In doing so, it would behoove the papers to play it straight. Millions of readers have deserted newspapers in disgust over political agenda-driven reporting.

Step 3: How much to charge? The Arkansas Democrat-Gazette, one of the few if not the only sizable metro paper to charge for its web site, makes readers pay $4.95 a month. Since that's about 16 cents a day, we'd say it's far too low. We'd make it a nice round number, easy to remember ... $20 a month. That hopefully would bring in a substantial amount of revenue.

Readers, of course, have become conditioned to free content on the Internet. Many expect it, some stridently demand it. Can that habit be broken?
"The only way you can charge online is if you have something so special that no one else can re-create it," says Paul Swider, a former St. Petersburg Times reporter who also did a citizen journalist web site for the paper. "Don't charge for national politics because there's 1,000 other outlets to which the reader can turn, so you're done. But if you have a synthesis or data or other unique quality of content that others can't duplicate, you could charge for it and succeed."
That means local news.
And what of the current business model of newspapers ... the one that has them give content away free on the Net in hopes of luring huge number of readers and the attendant "page views" to lure advertisers. Well, if it works, why are so many papers failing?
Papers should do both ... charge for their content and work hard to get advertising on the site. Wouldn't a lot of advertisers prefer quality over quantity in readership ... wouldn't potential business customers be a lot more likely to be those who pay for the paper instead of those who freeload?
Walter E. Hussman Jr., publisher of the Democrat-Gazette, noted in an op-ed piece for the Wall Street Journal in 2007 that the U.S. newspaper industry collectively spends about $7 billion a year to gather news. "By offering this news for free and selling it to aggregators like Google, Yahoo and MSN for a small fraction of what it costs to create it, newspaper readership and circulation have declined," he wrote. "Why would readers buy a newspaper when they can get the same information online for free?"
He added this point: ads have much more impact in print than on a computer screen. "While consumers often find pop-up ads a distraction (on a web site) and banner ads as more clutter, readers often seek out the advertising in newspapers."
Hussman's paper, incidentally, while not exactly flourishing, has suffered much less advertising and circulation declines than most other of his peers.
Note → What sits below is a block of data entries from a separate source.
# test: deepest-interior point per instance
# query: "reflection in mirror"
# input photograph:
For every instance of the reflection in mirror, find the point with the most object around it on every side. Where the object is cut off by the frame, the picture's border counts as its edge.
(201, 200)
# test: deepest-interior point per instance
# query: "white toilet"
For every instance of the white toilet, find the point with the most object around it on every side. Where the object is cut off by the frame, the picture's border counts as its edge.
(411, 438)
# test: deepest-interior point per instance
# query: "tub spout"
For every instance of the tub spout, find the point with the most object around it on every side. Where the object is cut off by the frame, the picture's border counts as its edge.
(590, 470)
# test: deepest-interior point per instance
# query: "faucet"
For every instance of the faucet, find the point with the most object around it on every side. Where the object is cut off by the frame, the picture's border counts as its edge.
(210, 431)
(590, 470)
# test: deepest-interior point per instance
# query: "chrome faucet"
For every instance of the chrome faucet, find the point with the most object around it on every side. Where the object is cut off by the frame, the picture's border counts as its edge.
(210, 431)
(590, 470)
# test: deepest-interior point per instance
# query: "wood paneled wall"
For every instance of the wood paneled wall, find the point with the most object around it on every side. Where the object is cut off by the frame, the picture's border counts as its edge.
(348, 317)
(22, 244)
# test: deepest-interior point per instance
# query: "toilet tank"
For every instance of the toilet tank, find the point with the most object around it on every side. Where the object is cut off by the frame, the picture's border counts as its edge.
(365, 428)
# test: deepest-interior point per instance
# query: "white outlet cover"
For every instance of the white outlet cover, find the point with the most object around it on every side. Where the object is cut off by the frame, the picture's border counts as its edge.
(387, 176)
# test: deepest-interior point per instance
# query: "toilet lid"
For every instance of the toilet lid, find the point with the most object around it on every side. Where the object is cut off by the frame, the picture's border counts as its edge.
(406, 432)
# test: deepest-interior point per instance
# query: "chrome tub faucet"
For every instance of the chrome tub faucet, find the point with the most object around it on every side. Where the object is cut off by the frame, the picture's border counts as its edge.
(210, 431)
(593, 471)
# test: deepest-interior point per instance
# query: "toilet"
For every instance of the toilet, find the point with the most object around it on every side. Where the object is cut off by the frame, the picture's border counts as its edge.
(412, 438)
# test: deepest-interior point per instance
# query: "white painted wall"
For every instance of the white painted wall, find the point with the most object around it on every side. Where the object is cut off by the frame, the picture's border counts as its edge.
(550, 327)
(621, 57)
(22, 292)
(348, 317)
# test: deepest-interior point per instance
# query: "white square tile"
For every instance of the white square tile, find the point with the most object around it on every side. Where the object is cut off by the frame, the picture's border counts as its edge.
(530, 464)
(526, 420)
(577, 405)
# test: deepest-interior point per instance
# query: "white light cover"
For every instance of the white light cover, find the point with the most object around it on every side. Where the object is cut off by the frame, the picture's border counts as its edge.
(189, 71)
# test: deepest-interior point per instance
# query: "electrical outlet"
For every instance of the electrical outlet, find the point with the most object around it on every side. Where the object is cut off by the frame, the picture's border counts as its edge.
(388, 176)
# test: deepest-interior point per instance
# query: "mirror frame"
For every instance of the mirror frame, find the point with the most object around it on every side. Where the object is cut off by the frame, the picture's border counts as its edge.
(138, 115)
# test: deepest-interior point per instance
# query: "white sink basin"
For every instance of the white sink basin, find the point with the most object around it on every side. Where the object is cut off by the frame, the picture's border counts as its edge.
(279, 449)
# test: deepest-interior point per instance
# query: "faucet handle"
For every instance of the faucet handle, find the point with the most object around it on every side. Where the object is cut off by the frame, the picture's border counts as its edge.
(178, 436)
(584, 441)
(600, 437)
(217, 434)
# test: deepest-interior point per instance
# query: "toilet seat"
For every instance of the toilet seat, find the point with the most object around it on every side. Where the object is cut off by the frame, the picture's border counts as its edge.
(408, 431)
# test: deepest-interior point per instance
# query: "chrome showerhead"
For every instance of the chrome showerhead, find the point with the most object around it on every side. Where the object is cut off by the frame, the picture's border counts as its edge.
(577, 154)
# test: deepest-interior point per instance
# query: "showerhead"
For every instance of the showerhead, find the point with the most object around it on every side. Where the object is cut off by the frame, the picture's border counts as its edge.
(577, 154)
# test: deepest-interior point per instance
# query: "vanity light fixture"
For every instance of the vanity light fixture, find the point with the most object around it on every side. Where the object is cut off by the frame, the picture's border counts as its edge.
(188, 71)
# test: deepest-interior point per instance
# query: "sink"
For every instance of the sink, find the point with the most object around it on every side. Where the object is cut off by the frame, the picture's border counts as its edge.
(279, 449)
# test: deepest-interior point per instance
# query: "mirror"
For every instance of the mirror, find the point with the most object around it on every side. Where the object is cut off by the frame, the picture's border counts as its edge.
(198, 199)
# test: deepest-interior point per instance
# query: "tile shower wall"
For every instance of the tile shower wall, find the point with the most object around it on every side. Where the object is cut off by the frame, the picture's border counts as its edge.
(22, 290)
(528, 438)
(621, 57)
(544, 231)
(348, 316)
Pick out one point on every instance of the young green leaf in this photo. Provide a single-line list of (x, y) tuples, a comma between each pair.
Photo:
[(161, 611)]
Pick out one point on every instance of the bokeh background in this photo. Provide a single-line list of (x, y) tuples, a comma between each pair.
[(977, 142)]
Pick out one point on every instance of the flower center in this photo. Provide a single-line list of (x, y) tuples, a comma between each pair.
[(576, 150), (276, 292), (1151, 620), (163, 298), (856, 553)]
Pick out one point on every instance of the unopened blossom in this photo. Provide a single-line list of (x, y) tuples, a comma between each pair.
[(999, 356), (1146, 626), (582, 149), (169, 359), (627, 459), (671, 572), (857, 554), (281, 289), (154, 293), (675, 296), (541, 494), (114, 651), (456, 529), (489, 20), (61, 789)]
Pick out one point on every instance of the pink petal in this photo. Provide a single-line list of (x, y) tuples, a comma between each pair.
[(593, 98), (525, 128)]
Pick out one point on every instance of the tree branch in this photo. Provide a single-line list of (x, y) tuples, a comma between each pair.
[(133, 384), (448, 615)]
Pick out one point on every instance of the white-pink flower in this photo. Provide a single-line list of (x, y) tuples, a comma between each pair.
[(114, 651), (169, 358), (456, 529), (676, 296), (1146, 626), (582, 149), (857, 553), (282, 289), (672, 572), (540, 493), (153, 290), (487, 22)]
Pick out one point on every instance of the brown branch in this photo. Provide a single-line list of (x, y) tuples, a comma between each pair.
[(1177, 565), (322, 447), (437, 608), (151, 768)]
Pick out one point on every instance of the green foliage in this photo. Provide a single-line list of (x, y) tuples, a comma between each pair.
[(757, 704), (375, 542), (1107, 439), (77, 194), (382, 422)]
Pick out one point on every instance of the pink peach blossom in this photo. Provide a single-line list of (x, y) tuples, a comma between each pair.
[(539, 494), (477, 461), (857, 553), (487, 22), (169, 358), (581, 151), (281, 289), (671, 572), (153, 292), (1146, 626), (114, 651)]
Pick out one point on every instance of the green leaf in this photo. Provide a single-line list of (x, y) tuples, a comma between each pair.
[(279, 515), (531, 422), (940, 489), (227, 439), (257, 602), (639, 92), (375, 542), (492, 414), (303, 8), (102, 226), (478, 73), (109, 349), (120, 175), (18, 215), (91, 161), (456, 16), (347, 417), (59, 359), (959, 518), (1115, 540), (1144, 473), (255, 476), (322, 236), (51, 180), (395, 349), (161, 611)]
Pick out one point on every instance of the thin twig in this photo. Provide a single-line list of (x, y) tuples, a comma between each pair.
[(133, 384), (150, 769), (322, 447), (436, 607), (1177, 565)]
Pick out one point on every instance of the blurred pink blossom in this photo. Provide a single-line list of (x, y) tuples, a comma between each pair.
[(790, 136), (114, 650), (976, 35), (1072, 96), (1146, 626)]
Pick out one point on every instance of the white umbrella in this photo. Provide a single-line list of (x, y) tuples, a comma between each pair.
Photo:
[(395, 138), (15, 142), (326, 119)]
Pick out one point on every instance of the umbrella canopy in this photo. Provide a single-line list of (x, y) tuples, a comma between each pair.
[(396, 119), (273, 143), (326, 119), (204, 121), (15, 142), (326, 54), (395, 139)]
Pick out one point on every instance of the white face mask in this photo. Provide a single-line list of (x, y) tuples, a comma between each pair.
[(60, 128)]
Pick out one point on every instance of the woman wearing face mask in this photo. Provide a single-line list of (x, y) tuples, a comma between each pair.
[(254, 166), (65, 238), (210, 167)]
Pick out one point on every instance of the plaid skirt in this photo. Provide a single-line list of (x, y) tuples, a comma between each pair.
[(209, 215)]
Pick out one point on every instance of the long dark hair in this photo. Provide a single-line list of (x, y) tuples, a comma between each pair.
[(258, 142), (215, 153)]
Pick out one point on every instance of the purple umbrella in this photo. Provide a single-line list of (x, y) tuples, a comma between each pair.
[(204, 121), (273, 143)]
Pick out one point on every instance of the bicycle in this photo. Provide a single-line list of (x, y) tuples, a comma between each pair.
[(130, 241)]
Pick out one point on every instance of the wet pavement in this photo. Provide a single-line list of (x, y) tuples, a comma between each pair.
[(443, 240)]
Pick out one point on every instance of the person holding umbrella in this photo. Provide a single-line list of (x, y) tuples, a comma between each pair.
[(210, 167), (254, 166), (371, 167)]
Since Hussman whipped the much larger Gannett in Little Rock's famed newspaper war of the early '90s, we'd say he knows how to survive in this business.
Which brings us back to our original question: why do people expect newspaper web sites to be free?
And there's no good answer. The so-called experts use airy, meaningless phrases like "because that's the Internet culture" as if this notion just floated down from heaven somehow.
In fact, that's how Google CEO Eric Schmidt, who benefits immensely from basically free news, views it. In an interview with Fortune's Adam Lashinsky, he actually said, "the culture of the Internet is that information wants to be free."
Information doesn't want to be free any more than gasoline wants to be free or food wants to be free. When Mr. Schmidt stands in the lobby of the Googleplex and hands out free shares of his company stock, then maybe we can believe the "free" rationale. Until then, papers should charge for what they do so they don't go out of business. Simple as that.